Катерина пошевелила руками на коленях, губы у нее с силой сомкнулись. Она ждала.

— Кроме одного: что ты настоящая сектантка.

Показалось, будто слова эти произнесены громовым голосом.

Она на мгновение даже глаза закрыла: что же это, как же пошла она навстречу соблазну? Заслушалась и обо всем вдруг позабыла, кроме тех далеких, как сон, туманных лет. Вот оно, искушение: подкралось, и его не чуешь.
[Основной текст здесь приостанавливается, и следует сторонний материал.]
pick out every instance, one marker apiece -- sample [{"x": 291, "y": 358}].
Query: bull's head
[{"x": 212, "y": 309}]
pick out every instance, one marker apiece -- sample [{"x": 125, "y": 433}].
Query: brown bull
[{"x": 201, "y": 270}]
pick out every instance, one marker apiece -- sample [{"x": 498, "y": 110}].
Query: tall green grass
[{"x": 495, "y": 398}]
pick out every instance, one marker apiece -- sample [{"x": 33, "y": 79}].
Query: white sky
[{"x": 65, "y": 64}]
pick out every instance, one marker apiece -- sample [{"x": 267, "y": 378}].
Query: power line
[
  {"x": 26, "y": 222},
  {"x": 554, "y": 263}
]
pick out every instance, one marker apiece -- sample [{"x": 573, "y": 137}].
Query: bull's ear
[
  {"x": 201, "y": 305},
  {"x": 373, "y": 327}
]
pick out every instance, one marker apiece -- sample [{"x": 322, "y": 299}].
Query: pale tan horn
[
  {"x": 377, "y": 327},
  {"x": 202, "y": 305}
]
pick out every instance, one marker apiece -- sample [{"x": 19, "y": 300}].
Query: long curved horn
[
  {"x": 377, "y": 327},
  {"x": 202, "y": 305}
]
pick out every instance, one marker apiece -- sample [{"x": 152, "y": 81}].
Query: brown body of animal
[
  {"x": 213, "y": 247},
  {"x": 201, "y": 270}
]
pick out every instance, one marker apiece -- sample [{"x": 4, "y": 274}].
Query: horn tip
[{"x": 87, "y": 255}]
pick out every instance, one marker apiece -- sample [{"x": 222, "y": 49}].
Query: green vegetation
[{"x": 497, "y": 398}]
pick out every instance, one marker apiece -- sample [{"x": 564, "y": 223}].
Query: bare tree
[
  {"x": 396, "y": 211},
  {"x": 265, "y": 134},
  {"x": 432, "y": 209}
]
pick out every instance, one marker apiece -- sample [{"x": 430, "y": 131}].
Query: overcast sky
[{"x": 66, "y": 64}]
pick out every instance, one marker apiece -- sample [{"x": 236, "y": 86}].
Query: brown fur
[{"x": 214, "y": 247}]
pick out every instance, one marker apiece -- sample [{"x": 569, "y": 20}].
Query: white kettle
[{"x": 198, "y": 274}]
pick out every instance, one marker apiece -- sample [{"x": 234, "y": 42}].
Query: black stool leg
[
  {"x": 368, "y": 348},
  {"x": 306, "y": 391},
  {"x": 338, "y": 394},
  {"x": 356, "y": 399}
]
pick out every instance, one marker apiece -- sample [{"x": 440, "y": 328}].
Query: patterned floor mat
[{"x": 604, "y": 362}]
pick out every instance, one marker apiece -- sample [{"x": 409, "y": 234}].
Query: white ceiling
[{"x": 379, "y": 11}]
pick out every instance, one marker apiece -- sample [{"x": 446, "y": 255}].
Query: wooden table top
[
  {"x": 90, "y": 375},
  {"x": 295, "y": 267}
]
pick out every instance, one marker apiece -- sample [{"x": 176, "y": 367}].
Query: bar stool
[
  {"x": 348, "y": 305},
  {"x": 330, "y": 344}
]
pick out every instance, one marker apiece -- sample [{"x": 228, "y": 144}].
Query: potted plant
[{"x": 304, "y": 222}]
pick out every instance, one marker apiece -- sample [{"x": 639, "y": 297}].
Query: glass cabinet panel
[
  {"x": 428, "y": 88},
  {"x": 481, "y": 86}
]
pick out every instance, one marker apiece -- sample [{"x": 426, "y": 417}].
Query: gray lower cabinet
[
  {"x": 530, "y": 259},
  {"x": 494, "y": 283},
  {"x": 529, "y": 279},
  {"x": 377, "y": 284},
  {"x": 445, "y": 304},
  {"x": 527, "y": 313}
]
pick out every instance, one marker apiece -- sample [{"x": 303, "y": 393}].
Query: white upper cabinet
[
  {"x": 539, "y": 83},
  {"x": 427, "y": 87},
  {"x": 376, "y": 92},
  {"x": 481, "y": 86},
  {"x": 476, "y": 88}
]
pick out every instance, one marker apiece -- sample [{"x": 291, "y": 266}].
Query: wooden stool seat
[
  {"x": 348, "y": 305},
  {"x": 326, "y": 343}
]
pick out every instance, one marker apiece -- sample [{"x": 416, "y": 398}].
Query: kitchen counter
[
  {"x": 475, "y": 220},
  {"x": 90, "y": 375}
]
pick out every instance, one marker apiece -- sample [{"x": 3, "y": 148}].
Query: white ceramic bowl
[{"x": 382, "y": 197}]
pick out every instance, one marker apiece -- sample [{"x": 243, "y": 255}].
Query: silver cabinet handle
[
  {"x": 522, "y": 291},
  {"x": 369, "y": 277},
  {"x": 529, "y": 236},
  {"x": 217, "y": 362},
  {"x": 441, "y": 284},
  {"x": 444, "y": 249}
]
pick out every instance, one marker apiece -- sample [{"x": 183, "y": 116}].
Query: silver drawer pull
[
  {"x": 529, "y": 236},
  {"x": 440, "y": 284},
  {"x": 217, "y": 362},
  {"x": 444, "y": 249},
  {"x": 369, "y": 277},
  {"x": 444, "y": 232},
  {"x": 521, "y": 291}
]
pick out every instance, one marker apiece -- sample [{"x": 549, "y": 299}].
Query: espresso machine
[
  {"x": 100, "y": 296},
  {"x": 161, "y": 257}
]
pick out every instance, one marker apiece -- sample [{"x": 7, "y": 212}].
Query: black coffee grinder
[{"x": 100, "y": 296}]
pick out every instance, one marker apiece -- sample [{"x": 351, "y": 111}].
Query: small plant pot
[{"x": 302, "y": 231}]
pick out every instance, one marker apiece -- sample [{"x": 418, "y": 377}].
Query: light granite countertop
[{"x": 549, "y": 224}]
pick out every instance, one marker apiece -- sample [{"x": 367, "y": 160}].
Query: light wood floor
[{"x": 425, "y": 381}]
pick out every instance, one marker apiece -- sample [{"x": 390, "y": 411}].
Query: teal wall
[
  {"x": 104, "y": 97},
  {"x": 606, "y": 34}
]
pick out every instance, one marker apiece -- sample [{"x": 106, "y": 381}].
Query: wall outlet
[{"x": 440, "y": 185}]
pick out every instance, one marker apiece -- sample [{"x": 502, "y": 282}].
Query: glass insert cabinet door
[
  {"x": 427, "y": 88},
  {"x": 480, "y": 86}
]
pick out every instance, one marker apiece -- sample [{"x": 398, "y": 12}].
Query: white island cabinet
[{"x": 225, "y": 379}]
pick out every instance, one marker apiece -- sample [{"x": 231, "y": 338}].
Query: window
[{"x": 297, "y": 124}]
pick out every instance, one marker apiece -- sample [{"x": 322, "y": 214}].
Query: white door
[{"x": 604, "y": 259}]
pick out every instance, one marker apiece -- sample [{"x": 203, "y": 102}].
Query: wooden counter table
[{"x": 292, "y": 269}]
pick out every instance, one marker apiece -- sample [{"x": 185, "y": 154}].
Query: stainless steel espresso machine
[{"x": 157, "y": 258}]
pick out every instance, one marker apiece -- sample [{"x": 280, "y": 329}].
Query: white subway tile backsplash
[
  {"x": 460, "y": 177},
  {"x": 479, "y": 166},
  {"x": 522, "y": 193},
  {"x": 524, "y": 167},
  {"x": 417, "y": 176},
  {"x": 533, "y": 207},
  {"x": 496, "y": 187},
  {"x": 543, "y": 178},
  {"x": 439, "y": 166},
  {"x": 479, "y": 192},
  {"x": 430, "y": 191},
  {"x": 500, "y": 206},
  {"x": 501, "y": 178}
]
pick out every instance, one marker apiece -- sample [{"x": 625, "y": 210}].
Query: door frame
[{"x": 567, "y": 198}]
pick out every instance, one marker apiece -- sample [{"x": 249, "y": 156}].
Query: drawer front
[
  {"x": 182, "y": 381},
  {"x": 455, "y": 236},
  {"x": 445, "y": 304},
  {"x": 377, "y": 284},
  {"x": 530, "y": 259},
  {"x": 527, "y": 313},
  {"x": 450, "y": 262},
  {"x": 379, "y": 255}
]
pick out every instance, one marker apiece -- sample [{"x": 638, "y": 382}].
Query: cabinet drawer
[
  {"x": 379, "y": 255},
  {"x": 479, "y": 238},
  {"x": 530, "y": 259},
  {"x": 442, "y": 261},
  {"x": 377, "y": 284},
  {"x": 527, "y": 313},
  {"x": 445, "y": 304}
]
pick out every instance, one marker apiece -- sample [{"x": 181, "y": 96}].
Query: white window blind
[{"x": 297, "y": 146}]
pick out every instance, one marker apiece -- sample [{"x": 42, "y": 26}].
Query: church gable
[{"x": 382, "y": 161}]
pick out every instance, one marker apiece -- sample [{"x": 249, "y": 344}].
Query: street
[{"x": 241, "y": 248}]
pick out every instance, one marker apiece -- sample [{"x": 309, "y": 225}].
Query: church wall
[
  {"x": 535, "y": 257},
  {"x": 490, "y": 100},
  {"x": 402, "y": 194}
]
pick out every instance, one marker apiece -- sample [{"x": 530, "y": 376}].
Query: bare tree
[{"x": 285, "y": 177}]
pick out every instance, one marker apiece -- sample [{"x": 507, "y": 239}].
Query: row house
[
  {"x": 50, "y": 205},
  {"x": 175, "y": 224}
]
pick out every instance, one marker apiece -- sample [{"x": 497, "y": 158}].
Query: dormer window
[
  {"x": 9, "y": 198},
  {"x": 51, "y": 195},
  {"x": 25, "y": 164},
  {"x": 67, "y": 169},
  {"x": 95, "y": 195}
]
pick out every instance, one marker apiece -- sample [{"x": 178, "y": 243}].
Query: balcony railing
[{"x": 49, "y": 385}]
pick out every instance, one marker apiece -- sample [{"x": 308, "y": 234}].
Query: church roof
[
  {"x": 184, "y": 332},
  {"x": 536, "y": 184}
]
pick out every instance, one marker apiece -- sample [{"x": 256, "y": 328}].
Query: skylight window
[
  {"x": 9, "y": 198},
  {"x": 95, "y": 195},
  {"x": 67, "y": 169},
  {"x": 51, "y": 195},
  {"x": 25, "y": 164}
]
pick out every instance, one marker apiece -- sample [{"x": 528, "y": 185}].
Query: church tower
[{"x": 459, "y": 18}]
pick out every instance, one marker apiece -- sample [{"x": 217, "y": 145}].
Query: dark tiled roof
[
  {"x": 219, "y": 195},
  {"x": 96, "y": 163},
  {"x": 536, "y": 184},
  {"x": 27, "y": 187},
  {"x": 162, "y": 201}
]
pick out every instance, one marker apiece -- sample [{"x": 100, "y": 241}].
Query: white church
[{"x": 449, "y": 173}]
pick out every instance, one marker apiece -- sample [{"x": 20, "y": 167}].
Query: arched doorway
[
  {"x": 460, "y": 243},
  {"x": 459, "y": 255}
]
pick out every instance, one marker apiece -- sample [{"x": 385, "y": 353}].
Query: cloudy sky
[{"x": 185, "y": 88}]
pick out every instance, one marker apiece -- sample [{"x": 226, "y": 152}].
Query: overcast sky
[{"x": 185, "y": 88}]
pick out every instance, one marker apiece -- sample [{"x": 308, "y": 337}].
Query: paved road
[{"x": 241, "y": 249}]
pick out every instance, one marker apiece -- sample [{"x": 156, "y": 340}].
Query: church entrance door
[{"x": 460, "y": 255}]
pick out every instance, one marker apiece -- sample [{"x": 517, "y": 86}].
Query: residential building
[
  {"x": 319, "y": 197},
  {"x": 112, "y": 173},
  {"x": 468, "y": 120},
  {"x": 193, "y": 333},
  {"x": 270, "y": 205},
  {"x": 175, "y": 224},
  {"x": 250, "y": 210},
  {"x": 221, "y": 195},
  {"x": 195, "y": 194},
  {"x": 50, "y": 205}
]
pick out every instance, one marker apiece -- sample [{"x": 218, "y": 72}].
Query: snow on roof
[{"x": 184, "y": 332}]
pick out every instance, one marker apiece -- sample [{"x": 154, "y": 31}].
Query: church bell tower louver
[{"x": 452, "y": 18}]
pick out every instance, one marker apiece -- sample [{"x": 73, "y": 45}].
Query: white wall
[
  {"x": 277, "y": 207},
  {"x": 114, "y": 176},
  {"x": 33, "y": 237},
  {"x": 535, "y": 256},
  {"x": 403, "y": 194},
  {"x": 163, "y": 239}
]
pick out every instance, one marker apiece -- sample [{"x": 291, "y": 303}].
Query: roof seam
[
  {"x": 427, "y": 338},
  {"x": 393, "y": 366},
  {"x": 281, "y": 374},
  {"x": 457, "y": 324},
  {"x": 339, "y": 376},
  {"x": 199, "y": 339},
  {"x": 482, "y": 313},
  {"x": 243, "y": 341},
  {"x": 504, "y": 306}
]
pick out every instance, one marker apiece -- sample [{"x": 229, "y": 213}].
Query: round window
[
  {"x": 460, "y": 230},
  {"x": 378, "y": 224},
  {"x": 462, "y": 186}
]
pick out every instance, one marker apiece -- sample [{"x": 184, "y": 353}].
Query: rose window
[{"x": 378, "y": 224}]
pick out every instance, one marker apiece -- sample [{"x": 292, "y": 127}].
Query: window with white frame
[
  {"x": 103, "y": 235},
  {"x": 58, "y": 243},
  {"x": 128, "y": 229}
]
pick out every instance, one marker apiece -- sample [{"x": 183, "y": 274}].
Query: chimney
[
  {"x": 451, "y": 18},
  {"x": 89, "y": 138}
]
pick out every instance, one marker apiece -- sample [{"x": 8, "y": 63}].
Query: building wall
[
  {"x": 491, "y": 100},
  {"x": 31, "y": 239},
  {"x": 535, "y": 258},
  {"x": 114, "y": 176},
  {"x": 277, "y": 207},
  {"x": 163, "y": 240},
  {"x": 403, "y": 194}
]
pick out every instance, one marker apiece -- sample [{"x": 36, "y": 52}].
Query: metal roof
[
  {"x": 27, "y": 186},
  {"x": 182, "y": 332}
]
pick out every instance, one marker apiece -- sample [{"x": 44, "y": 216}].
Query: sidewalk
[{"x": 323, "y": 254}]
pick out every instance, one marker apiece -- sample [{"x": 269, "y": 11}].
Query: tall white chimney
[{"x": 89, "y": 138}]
Еще один шаг — и пропасть под ногами.

Память тотчас же подсказала спасительные строки: «Сон… только сон… все на земле почитаю за сон, чтобы обресть Христа! Знаю, знаю только одно: слово божье есть чистое словесное молоко, семя, дождь и снег, молот, обоюдоострый меч!»

Она произнесла это мысленно, как заклинание, затем с трудом разлепила губы и сказала:

— Что доверяешь — спасибо. А только я настоящая. Мню себя настоящей, — тут же поправилась она и, кинув на Пахомова смятенный взгляд, едва не закричала: «Бог мой — скала… покров во время бури!» Но вместо этого сказала с тихой, но обжигающей страстью: — Вера мне — свет и мир. Я там теперь как дерево в лесу. Жизни хотела себя решить, они отвели…

Как понять этому человеку, о чем она говорит? Ну да ладно, сейчас отступится и отпустит. Но почему он улыбается с такой печалью? Нет, обо мне нечего печалиться, я счастливая, потому что виден мне свет незакатный.

— Знаю, — тихо проговорил он. — Все знаю про дочку твою и жалею, что не узнал раньше.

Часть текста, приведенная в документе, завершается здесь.